Zakrywa usta dłonią i gapi się na mnie. - Nie wiem.
- Ale uważasz, że jestem urocza? Bo mam przeczucie, że tak właśnie jest. - kłamię, ze świadomością, że wszystkie te informacje mam od Danny'ego. Dzięki Bogu Harry nie wie o czym z nim rozmawiałam, ponieważ jeśli by wiedział- mogłoby być niezręcznie.
Harry robi dłuższą przerwę przed gwałtownym wdechem. - Myślę, że jesteś bardzo urocza.
Mam ochotę się uśmiechnąć, ale muszę być poważna. - W jakim sensie?
- W każdym.

Dlaczego czuję się z tym tak dobrze?

- Oh. - wydymam wargi i usiłuję wyglądać na jeszcze bardziej uroczą poprzez otworzenie szerzej oczu i założenie nogi na nogę. - Wiesz, ja nie uważam, że jesteś uroczy.

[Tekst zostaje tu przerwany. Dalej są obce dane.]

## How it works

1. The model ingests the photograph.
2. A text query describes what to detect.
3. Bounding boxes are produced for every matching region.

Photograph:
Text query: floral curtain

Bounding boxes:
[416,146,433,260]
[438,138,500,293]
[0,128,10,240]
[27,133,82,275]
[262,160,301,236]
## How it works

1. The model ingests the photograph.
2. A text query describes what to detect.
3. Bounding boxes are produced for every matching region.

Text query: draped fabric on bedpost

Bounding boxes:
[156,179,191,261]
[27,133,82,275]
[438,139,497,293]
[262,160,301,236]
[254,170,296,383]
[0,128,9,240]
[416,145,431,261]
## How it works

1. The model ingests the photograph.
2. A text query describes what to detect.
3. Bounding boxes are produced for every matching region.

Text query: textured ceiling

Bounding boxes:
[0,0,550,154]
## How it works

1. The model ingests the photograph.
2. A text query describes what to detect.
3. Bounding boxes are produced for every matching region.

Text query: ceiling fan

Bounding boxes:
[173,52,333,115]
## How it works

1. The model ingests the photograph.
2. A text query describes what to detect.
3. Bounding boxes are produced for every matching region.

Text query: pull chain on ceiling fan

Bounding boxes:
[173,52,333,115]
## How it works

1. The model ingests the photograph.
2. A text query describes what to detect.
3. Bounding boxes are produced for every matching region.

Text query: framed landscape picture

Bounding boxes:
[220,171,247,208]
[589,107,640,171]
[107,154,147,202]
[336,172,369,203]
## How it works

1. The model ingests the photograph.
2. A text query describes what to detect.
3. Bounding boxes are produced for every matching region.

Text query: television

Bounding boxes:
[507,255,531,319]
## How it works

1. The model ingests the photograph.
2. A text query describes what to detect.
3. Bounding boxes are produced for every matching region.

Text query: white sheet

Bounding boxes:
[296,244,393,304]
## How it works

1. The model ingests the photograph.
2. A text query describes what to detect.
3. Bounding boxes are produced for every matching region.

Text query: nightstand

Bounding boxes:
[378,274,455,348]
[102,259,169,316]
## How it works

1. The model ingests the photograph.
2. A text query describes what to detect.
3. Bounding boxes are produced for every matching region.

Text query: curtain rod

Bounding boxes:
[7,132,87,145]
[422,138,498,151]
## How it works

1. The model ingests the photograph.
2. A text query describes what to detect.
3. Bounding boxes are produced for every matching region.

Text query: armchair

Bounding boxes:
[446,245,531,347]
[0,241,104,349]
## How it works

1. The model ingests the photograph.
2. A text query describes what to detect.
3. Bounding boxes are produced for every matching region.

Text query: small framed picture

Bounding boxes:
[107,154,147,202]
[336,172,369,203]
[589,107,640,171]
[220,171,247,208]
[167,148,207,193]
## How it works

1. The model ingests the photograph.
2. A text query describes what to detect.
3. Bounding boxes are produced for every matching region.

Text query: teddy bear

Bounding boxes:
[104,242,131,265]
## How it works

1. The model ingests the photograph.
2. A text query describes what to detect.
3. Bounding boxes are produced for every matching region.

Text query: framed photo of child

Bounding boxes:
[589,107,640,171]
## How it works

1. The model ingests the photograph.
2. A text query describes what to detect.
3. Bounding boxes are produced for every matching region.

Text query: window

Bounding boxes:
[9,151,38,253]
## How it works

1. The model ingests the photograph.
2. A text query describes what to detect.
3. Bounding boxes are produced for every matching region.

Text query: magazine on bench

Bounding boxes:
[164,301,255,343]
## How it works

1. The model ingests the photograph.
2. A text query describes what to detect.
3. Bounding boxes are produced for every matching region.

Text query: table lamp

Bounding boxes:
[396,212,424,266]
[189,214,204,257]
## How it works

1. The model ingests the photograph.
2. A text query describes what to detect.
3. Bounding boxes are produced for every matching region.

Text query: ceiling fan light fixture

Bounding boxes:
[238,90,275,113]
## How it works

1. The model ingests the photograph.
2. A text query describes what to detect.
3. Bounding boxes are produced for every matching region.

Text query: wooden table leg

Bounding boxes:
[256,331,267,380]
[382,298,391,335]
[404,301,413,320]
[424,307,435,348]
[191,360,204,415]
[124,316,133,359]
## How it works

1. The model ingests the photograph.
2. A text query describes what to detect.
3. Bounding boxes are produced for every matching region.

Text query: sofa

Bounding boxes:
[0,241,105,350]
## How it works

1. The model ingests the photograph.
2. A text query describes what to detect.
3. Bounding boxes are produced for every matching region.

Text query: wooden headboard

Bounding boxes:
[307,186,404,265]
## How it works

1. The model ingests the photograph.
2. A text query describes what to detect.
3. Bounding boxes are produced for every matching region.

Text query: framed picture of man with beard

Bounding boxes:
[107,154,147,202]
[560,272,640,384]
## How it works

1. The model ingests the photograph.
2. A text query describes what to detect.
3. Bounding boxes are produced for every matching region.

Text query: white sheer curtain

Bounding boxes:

Ale... Po prostu ta aura w okół ciebie. Przez większość czasu jesteś onieśmielający. Ale czasami, jak teraz, jest miło.
I po raz pierwszy w całym moim życiu widzę, że Harry rzeczywiście stara się ukryć mały uśmiech, jednak ostatecznie wychodzi mu jakby złośliwy uśmieszek. - Podoba mi się to, że cię onieśmielam.
- Ale dlaczego? - delikatnie marszczę brwi ze zdziwienia, na co natychmiast odwraca się, aby być całą twarzą zwróconą ku mnie.
Rozdziela swoje pełne usta, przekrzywiając głowę z wahaniem. - Ponieważ przez większość czasu zachodzisz mi za skórę i dobrze jest czuć, że sprawiam, iż robisz się bezbronna, mimo tego czasami, jak teraz, jesteś w porządku.

Wciąż czuję się dobrze.

Robimy postępy. Teraz muszę zrobić kolejny krok. - Zawsze taki byłeś? Bardzo zdystansowany i, z całym szacunkiem, nieszczęśliwy?
Wydaje szorstki chichot i wyciąga papierosa z kieszeni, zapalając go w sekundę. - Wiele się zmieniło w ciągu ostatnich kilku miesięcy. Mam usprawiedliwienie.
- Co jest twoim usprawiedliwieniem?
Kręci głową. - Nie chcę się w to znowu pakować.
- Masz blizny na brzuchu. - wzdrygam się po powiedzeniu tego, w ogóle nie oszczędzam w słowach.
- To było jakiś czas temu-
- Skąd one są? - wydymam swoje usta jeszcze bardziej.
Zwęża swój wzrok. - Oni.
- Oni?
- Nieumarli. - grucha.
- Co? - panikuję.
Śmieje się nieznacznie, biorąc długi wdech. - Żartuję. To długa historia, naprawdę nie chcę o tym rozmawiać.
- Już zawsze zamierzasz być taki chłodny? - pytam niezorientowana.
- Nie lubię rozmawiać o tych sprawach. - mówi między wydychaniem dymu. - A ty? Powiedz mi coś ciekawego.
- Nie ma o mnie nic ciekawego. - uśmiecham się nieśmiało, a następnie obejmuję swoje kolana i patrzę na dym wijący się przy szczęce Harry'ego.
- Musi być coś-
- Dlaczego cię to obchodzi? - mówię ostro.
- Po prostu staram się wyciągnąć z ciebie coś, czego warto słuchać.
Dotknięta jego słowami spinam się i przygryzam wnętrze policzka w niepewności. - Nie mogę nic wymyślić.
- Gówno prawda.
- Nie mogę. Moje życie to tylko szkoła, uczenie się i modlenie. Ale założę się, że będę miała coś ciekawego do powiedzenia po potańcówce.
- Potańcówka jest głupia. Nie łapię dlaczego ludzie są tak bardzo podekscytowani tym jednym wieczorem.
- To ten jeden wieczór, w którym chociaż raz będę mogła się wystroić i poczuć piękna. Będę tańczyć z chłopakiem, którego naprawdę lubię i spędzę wyjątkowo ten czas. Dlaczego ty nie idziesz? - sugeruję na próżno, ponieważ już znam odpowiedź.
- Sukienka i makijaż nie sprawią, że będziesz czuć się piękna. Pewność siebie tak-
- Cóż, nie posiadam tego.
- Powinnaś. - zaciąga się po raz ostatni i zgniata koniec papierosa w pobliskim kubku od kawy.
- Nie mam po co być pewna siebie. - odzywam się cicho.
- Widzę w tobie tak wiele rzeczy, które temu przeczą.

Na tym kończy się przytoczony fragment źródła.